Remarkably, Sapindales is only Martin Iddon's second album release in his own name, the first having been Pneuma (Another Timbre, 2014) some seven years before, although he has contributed compositions to other people's album, one notable example being Canadian-born clarinettist Heather Roche's Ptelea (Huddersfield Contemporary Records, 2015). Such a skeletal discography is particularly surprising given that Iddon has a long list of works stretching as far back as 2006, and an equally extensive list of performances of his compositions from 2011 onwards. In his defence, it is only fair to point out that Iddon is Professor of Music and Aesthetics at the University of Leeds and has written such academic books as New Music at Darmstadt (2015), John Cage and David Tudor (2015), John Cage and Peter Yates (2019) and John Cage's Concert for Piano and Orchestra (2020).
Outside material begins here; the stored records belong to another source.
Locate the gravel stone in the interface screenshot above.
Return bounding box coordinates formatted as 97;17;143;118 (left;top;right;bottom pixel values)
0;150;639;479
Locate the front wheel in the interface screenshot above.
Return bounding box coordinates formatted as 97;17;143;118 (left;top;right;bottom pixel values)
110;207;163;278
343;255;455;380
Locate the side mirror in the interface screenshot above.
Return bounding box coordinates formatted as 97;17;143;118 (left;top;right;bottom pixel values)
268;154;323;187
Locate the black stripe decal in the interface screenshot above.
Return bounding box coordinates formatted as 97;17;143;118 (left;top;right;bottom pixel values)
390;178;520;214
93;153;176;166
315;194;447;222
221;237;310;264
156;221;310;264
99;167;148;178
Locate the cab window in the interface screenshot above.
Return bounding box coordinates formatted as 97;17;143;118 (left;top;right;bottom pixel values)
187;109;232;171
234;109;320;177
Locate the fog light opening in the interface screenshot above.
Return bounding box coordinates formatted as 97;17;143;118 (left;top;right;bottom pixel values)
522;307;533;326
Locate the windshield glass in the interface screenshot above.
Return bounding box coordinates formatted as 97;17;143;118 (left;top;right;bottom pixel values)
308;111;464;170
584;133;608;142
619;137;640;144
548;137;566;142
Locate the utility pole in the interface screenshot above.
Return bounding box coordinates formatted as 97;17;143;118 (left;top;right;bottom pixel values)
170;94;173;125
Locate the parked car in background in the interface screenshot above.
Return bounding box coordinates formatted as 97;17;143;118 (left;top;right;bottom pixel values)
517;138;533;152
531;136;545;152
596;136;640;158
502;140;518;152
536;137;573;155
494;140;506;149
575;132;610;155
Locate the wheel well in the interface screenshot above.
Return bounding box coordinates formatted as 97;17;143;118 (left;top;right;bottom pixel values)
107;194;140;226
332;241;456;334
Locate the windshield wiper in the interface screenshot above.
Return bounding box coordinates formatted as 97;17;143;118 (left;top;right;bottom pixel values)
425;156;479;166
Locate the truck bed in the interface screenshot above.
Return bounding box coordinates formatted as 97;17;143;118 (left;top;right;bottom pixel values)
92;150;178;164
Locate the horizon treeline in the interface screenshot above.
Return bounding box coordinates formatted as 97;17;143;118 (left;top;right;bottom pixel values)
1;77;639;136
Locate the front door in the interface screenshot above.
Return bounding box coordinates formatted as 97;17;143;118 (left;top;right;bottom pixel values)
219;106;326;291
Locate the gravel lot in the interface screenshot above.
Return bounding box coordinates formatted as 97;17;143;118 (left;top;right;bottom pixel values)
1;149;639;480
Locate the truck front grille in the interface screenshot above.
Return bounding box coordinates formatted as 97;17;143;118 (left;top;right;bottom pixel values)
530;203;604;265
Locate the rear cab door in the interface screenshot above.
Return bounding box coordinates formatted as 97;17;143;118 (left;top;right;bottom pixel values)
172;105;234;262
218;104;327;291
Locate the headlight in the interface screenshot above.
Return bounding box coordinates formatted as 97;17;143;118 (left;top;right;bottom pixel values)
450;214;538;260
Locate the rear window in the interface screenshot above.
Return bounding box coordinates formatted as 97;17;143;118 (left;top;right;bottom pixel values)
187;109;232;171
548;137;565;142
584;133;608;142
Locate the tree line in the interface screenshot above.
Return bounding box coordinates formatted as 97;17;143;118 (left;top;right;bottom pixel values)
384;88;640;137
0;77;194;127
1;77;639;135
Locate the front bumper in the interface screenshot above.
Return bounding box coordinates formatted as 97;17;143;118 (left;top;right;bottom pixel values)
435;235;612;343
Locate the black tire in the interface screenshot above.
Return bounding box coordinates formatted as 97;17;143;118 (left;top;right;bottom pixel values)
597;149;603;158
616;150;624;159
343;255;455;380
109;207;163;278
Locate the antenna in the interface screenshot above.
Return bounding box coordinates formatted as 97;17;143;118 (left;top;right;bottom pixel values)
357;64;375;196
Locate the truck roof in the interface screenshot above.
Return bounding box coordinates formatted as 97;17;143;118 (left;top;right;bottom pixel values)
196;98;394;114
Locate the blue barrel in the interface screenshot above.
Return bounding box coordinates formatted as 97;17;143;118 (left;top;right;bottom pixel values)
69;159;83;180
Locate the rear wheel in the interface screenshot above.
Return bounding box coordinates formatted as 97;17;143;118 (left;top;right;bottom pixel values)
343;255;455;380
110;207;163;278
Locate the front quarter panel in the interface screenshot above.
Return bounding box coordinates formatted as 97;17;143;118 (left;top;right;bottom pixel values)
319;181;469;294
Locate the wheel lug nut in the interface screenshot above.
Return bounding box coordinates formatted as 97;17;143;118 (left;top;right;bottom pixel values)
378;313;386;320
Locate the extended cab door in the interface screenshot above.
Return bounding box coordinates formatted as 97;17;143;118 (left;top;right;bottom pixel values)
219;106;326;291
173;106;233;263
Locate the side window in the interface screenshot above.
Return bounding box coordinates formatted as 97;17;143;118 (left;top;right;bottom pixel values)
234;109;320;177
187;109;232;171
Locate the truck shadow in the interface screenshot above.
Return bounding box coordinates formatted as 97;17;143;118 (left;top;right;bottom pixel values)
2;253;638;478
Where three of the five tracks on Pneuma featured voices, one of them having five voices plus glass harmonica, only one of the four tracks on Sapindales includes a voice - "Muses" (2017), a duo between Juliet Fraser's voice and Heather Roche's clarinet. In fact, all four of the Sapindales tracks spotlight Roche to the extent that the CD front cover gives her equal billing with Iddon. As well as "Muses", she is featured solo on "Ptelea" (2014) playing bass clarinet, and on "Tu as navré" (2010) in a trio playing bass and contrabass clarinets with her Apartment House bandmates Anton Lukoszevieze on cello and James Opstad on double bass. Finally, she is heard alone on clarinets for the album's 2020 title piece and longest track, on which she is occasionally accompanied by field recordings of birdsong made by Iddon in woodland near his home.
Iddon wrote the two solo pieces for Roche. He has said of "Ptelea", "although it sounds like a normal(-ish) solo piece, the notation is actually a polyphonic one; the clarinettist has up to four different lines to play at the same time, all of which are given in the form of glissandi. That's quite impossible, but the clarinettist is asked to retain as much of this information as possible..." Listening to that track and others, it is to Roche's credit that one never hears any traces of such complexities, and the flow of music is uninterrupted so that all four tracks feel like they belong together. In fact, Iddon's compositions and Roche's performances of them sound as if they were made for one another. Based on this evidence, we must hope that this collaboration will be repeated in future albums by the pair.